FTC Issues Final Rules Defining CAN-SPAM

  |  December 17, 2004   |  Comments

The agency gets very specific regarding 'primary purpose.'

One year to the day after the original CAN-SPAM bill was signed into law, the Federal Trade Commission issued final regulations specifying what constitutes an email with "commercial primary purpose".

The ruling closely follows the text of the proposal released on August 13, with important new specifics that seek to dispel the ambiguity around determining the primary purpose of dual-use messages, said Catherine Harrington-McBride, staff attorney for the FTC's Bureau of Consumer Protection.

For single-use messages, either commercial or transactional relationship, the primary purpose is simple enough to determine. However, it is the criteria addressing dual-use messages that will most affect email marketers and advertisers.

First, emails containing both commercial and transactional relationship content are considered commercial if a recipient reasonably interpreting the subject line would likely conclude that the message contains commercial content. It would also be considered commercial if the email's transactional relationship content does not appear in whole or substantial part at the beginning of the body of the message.

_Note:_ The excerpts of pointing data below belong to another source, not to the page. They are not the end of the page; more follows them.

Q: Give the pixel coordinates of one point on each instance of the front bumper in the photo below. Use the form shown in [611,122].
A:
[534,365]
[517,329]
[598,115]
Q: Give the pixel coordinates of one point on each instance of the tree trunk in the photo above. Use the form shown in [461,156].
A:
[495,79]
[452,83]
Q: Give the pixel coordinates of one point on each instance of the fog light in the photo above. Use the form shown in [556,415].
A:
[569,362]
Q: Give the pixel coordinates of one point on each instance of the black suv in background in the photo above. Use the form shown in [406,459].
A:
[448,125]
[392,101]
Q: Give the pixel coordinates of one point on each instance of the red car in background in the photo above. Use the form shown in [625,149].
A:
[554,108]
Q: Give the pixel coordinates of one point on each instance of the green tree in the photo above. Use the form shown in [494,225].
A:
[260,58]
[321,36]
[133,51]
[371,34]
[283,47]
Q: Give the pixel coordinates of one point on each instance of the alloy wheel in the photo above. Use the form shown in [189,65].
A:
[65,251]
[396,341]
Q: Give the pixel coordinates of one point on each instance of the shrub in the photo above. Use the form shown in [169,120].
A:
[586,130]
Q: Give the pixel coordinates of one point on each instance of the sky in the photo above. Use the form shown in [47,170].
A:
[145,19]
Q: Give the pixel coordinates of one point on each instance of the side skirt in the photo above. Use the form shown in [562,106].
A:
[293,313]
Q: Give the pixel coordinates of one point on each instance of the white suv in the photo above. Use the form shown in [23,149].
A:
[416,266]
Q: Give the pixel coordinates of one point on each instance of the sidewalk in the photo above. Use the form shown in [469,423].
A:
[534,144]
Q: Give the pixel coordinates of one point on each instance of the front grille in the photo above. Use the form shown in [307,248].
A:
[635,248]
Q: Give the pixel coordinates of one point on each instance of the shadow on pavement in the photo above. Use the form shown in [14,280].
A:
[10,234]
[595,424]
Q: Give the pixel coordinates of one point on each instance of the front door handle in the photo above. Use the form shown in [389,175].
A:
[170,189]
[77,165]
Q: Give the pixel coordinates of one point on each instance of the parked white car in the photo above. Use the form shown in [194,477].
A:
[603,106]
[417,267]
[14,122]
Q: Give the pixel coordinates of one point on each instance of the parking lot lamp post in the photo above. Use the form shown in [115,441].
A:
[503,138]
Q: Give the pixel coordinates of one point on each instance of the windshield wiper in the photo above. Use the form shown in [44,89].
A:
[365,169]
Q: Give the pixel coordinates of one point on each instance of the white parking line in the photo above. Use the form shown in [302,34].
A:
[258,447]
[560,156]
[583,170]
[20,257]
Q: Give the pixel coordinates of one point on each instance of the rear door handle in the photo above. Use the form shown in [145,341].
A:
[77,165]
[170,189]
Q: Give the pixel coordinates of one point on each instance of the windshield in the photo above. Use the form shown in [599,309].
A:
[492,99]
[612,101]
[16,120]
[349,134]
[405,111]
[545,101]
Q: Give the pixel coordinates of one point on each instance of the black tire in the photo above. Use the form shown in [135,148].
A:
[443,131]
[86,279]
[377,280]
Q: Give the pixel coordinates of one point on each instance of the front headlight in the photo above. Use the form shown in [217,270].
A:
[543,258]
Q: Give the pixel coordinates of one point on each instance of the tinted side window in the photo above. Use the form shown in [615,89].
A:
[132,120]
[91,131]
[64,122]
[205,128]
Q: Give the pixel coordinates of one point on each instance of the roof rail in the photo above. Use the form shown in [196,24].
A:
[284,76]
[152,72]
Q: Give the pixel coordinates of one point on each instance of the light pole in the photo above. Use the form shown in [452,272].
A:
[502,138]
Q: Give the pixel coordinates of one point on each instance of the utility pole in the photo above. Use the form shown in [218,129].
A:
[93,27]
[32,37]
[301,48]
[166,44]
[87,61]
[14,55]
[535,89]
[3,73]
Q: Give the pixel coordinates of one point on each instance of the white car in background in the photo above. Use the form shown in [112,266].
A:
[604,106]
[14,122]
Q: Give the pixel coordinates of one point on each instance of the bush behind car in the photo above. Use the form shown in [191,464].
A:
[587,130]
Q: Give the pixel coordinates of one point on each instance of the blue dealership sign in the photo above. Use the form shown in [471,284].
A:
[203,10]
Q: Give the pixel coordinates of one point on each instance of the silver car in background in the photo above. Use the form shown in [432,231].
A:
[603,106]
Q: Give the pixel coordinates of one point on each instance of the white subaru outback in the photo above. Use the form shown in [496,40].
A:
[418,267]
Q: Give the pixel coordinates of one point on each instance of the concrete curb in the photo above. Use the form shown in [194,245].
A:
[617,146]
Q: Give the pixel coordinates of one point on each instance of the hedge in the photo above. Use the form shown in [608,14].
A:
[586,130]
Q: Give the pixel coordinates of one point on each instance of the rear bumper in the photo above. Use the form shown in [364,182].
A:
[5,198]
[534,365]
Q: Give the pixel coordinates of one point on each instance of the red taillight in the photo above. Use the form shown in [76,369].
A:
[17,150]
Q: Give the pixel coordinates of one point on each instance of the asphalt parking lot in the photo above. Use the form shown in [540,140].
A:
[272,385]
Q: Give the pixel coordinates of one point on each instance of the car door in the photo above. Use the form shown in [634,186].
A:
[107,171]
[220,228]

Secondly, for emails that contain both commercial content and content that is neither commercial nor transactional or relationship, the primary purpose will be deemed commercial if a recipient reasonably interpreting the subject line or body of the message would likely conclude the primary purpose is commercial.

The key factors relevant to that interpretation include the placement of commercial content in whole or substantial part in the beginning of the body of the message; the proportion of the message dedicated to commercial content; and how color, graphics, type size, and style are used to highlight commercial content.

"The primary purpose criteria will enable businesses to understand their responsibilities under the CAN-SPAM Act," Harrington-McBride said. "It sets forth the criteria by which emailers can determine whether their messages fall within the commercial category."

Whereas the text of the initial CAN-SPAM law left important questions as to what qualifies as commercial intent open to debate, the new ruling is strikingly more detailed, said Elaine O'Gorman, vice president of Silverpop, an email marketing solutions provider.

"As for the text of the ruling, it's very clear," O'Gorman said. "I think it's the specificity of detail, of what portion of the email commercial content appears, whether it's subject line, or top of the body of the email message, that will really take email marketers by surprise."

On a practical level, adhering to the new regulations is likely to be simple for most businesses, according to Trevor Hughes, executive director of the E-mail Service Provider Coalition.

"While the new legal language is helpful, the fact remains that compliance with CAN-SPAM is not that painful," Hughes said. "For most companies that engage in email marketing, they probably won't have to change their existing practices too much."